The latter film’s queasy fascination with BOPE’s more vicious policing methods—information obtained via near suffocation with a plastic bag; point-blank executions as retribution for fallen comrades—led some reviewers to turn up their noses, especially in comparison to Padilha’s earlier work. Reviewing Elite Squad upon its U.S. release in September 2008, Manohla Dargis witheringly observed that the film “wants to have its grinding violence and sanctimony too,” and characterized Padilha as “belly-flopping into fiction after soaring high in Bus 174.” And David Fear noted in a more ambivalent Time Out New York notice that Bus 174 “turned a concise true-crime story into a complex indictment of class and complicity. Elite Squad, however, can’t decide whether it wants to pull the lid back on what urban decay has wrought or simply open up a can of whup ass.”
But Elite Squad was far from universally panned. It won the Golden Bear at the 2008 Berlin International Film Festival, and later found a number of supporters whose praise seemed as much in reaction to the initial wave of negative press as it was in support of the film itself. In particular, those who liked Elite Squad seemed intent on framing the film’s violence not as arty exploitation, but as a “true” depiction of societal ills and their inevitable consequences, unvarnished by equivocating niceties. Padilha’s use of “militaristic rhetoric” as a way of examining the modern police system “may not be the sort of cinematic argumentation that we Sunday-broadsheet liberals normally favor,” noted Jonathan Romney in the Independent, “but it works.” Jim Ridley in the Village Voice similarly gave Padilha the benefit of the doubt, seeing the film’s framing of BOPE as “the outgrowth of an existing evil—a no-win situation that mocks liberal ideals and warps conservative pragmatism into domestic terrorism.” Such “liberal ideals,” of course, form the backbone of Bus 174, if by that phrase we mean here a generalized hesitation regarding the use of police force and a belief that criminality largely has its roots in economic destitution and social marginalization.
For viewers not from the country in question, such polarizations—liberal/conservative; progressive/reactionary—can provide a jumping-off point for whether the film they are watching presents an “authentic” vision of their subject: which is to say, a vision that corresponds to their own preconceived notions of truthful documentation. The same people who bristle at Elite Squad’s fixation on (and fictional re-creation of) BOPE’s down-and-dirty tactics and reality-ain’t-pretty justifications perhaps unsurprisingly see more value in Bus 174’s empathetic ideas of how poverty and racism can warp the individual into a gun-waving bus hijacker. And while fans of Elite Squad don’t necessarily decry these qualities of Bus 174 (Romney doesn’t note the film at all in his review, while Ridley mentions it in passing), their praise of Elite Squad implies that the film’s complicated sympathy for BOPE’s methods cuts closer to the dark heart of the matter.

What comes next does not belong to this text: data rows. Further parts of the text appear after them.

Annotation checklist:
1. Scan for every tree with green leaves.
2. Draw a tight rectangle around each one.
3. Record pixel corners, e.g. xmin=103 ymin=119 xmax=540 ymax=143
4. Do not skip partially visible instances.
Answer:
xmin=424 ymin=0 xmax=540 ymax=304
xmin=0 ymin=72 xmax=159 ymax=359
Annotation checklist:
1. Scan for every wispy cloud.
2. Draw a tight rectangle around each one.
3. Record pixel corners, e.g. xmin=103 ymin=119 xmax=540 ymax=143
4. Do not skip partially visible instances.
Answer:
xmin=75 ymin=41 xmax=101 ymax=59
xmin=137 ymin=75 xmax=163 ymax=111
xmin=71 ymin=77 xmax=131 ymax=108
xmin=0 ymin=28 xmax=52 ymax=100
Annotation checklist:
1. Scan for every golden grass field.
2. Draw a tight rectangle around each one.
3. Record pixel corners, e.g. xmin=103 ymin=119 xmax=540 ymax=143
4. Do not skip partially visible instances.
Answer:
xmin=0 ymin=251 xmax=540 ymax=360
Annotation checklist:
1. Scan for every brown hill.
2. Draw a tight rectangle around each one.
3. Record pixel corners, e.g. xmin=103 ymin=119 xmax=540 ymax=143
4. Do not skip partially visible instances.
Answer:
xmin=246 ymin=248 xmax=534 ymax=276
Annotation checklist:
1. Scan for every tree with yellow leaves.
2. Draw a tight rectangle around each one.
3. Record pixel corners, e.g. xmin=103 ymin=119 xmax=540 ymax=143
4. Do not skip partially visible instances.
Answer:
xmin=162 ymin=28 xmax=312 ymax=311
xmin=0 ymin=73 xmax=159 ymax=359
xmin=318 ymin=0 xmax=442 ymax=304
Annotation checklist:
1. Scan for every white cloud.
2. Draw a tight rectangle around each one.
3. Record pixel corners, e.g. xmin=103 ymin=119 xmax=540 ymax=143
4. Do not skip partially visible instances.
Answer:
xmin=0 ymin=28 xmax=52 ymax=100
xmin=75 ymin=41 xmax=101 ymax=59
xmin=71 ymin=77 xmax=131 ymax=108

That relatively few films from Brazil (or any South American country) make their way to the U.S. every year only strengthens this propensity for slotting films into predetermined ideological categories, as we have a relatively limited spectrum from which we can more specifically pinpoint the stances of individual works.
That Bus 174 and Elite Squad both sprang from the same mind, of course, immediately muddies this frame of reference, calling into question the unity and stability of any political project Padilha might be exploring—and therefore can be classified—within his cinema. Indeed, his brief oeuvre provides a fruitful opportunity to move beyond simplistic, this-or-that directorial groupings and consider the messier idea that he might remain of (at least) two minds about the range of reasons for, and responses to, the present state of urban life in Rio de Janeiro. Without indulging in armchair psychology, we can nevertheless see in Padilha’s films a certain working through of opinions regarding Rio’s law and disorder, acknowledging the flux of current events and the knotty nexus of thoughts and emotions they produce within those who live through them. Evidence that Padilha finds himself not simply trading one ideological pole for another can be seen in two of his upcoming releases: Garapa, the critically praised documentary chronicling three impoverished Brazilian families; and Elite Squad 2, made with much of the same creative team as the first film.

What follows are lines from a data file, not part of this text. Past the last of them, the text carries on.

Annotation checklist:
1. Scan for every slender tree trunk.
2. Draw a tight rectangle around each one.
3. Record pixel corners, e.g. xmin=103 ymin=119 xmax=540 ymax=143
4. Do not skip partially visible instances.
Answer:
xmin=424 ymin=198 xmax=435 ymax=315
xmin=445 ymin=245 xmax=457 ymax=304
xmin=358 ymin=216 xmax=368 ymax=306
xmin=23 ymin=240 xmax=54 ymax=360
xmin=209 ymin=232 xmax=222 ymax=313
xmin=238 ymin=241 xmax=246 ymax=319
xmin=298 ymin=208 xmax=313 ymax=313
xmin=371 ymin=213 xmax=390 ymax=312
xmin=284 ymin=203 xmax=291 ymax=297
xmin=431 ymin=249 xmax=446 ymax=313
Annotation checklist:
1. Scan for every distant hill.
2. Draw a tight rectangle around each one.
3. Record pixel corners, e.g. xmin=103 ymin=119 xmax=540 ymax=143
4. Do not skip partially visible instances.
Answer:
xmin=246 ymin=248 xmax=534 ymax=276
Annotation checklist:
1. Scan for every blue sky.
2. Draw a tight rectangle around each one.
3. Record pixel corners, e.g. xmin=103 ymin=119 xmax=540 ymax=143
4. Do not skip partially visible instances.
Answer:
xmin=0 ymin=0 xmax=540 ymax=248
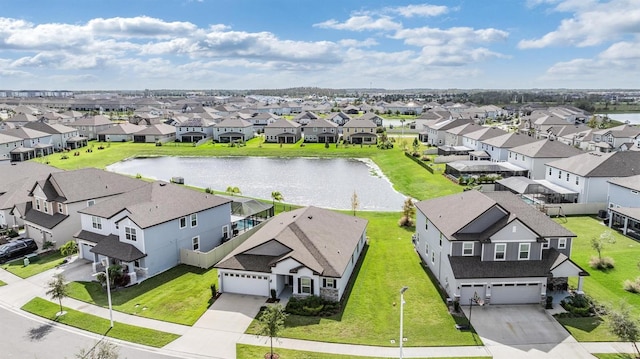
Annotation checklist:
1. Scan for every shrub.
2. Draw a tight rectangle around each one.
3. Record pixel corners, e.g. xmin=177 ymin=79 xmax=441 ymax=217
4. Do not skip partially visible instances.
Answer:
xmin=589 ymin=256 xmax=615 ymax=270
xmin=622 ymin=277 xmax=640 ymax=293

In noting this, we not only allow Padilha the intellectual wiggle room and space for contradiction we readily afford many American directors (Tarantino’s fetishization/critique of filmic representations of violence; Sofia Coppola’s examination of—or perhaps wallowing in—her characters’ cocoon of privileged ennui). Acknowledging the inconsistencies within Padilha’s films also lets us consider the multitude of factors that go into the filmmaking process for a director who must consider the reactions of both native and international audiences. Bus 174’s relative level of sociological depth, for instance, can be traced as much back to common sense as good intentions. Thousands of Brazilians watched the Bus 174 incident on television and would go into Padilha’s film already knowing its tragic ending. Therefore, an examination of one of the more poorly documented aspects of the hijacking—the background of the hostage-taker himself, Sandro do Nascimento—not only provides an opportunity for understanding, but offers a unique take on a well-known story. The jittery handheld feel and go-for-the-close-up gore on display in Elite Squad, meanwhile, bears more than a passing resemblance to Fernando Meirelles’ City of God (2002), that slum-epic art-house hit that helped revitalize U.S. interest in South American cinema early last decade. Though Elite Squad’s release came some five years after City of God, the presence of both the Weinstein Company as a co-producer and City of God writer Bráulio Mantovani as a co-adapter point to the increased financial expectations on Padilha’s work, and perhaps led to an influence of Meirelles’ aesthetic on his own. (Ironically, Bus 174 far outgrossed Elite Squad in the States, although the latter was a huge hit in Brazil, both in theaters and through the purchase of illegal copies.)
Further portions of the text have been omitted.